My research spans topics relating to motion planning and machine learning for robots solving complex tasks.
| 2018 - 2019 |
| f-Divergence Minimization |
We view imitation learning as minimizing divergence between the learner's and the expert's state-action distributions. We propose a general framework for estimating and minimizing any f-Divergence. By plugging in different divergences, we recover existing algorithms such as Behavior Cloning (Forward KL), GAIL (Jensen Shannon) and DAGGER (Total Variation).

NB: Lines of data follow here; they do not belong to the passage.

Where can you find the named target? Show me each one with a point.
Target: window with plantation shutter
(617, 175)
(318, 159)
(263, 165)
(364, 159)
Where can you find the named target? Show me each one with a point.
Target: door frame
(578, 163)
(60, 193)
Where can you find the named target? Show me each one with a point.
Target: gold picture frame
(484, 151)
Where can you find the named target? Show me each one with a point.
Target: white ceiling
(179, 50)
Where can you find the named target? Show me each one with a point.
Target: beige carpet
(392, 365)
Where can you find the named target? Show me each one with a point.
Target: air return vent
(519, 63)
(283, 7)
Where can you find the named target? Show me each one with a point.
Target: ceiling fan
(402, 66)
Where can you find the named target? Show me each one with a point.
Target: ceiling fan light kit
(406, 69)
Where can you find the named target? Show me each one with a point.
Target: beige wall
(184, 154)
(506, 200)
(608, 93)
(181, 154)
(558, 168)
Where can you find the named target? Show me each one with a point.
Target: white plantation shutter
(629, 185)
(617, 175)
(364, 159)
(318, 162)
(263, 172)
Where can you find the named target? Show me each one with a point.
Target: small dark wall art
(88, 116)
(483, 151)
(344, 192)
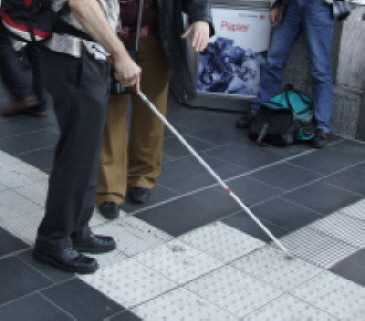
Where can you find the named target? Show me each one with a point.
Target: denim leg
(282, 40)
(318, 25)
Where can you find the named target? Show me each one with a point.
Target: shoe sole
(47, 260)
(95, 250)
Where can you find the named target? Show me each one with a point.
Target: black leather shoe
(320, 139)
(67, 260)
(245, 121)
(139, 194)
(109, 210)
(94, 244)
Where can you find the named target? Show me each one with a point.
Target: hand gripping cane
(212, 173)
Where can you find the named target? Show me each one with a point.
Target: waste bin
(228, 72)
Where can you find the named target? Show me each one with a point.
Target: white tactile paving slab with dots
(181, 305)
(12, 204)
(317, 248)
(271, 265)
(20, 175)
(128, 282)
(234, 290)
(36, 192)
(221, 241)
(356, 210)
(132, 235)
(178, 261)
(335, 295)
(289, 308)
(24, 227)
(343, 227)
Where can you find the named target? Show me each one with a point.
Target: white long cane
(211, 172)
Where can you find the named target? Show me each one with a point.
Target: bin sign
(231, 63)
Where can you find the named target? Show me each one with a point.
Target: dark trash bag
(287, 118)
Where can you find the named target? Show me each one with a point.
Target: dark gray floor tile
(32, 308)
(28, 142)
(173, 147)
(352, 179)
(331, 158)
(10, 243)
(187, 174)
(252, 191)
(187, 213)
(42, 158)
(21, 125)
(18, 278)
(246, 224)
(158, 194)
(349, 270)
(55, 275)
(322, 198)
(251, 155)
(125, 316)
(285, 214)
(82, 301)
(285, 176)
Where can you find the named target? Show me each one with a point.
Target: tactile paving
(181, 305)
(335, 295)
(221, 241)
(133, 235)
(12, 204)
(128, 282)
(20, 175)
(271, 265)
(233, 290)
(356, 210)
(289, 308)
(25, 226)
(178, 261)
(343, 227)
(317, 248)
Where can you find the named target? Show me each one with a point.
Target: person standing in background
(315, 18)
(136, 163)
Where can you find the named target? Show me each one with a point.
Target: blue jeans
(314, 17)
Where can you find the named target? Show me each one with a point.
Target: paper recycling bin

Moreover, we motivate cases where Reverse KL matters and derive new algorithms for minimizing it.
| 2018 - Present |
| Human-Centric Imitation Learning |
Typical imitation learning algorithms rely on either interactive feedback or kinesthetic demonstrations, both of which are expensive, repetitive, and often unnatural for an expert to provide. Can we learn from less burdensome expert inputs such as interventions, corrections or hints? We formalize these problems and provide algorithms that learn the correct behavior even with such minimal interaction.
| 2016 - 2017 |
| Imitation of Clairvoyant Oracles |
We look at POMDP problems where the latent space is large, e.g. the space of all possible maps. Directly computing optimal policies for all possible beliefs is not tractable. However, during training, we can be clairvoyant, i.e., we know the ground truth MDP and can compute optimal plans. We show how to properly imitate such clairvoyant oracles to get good, and sometimes near-optimal, POMDP policies.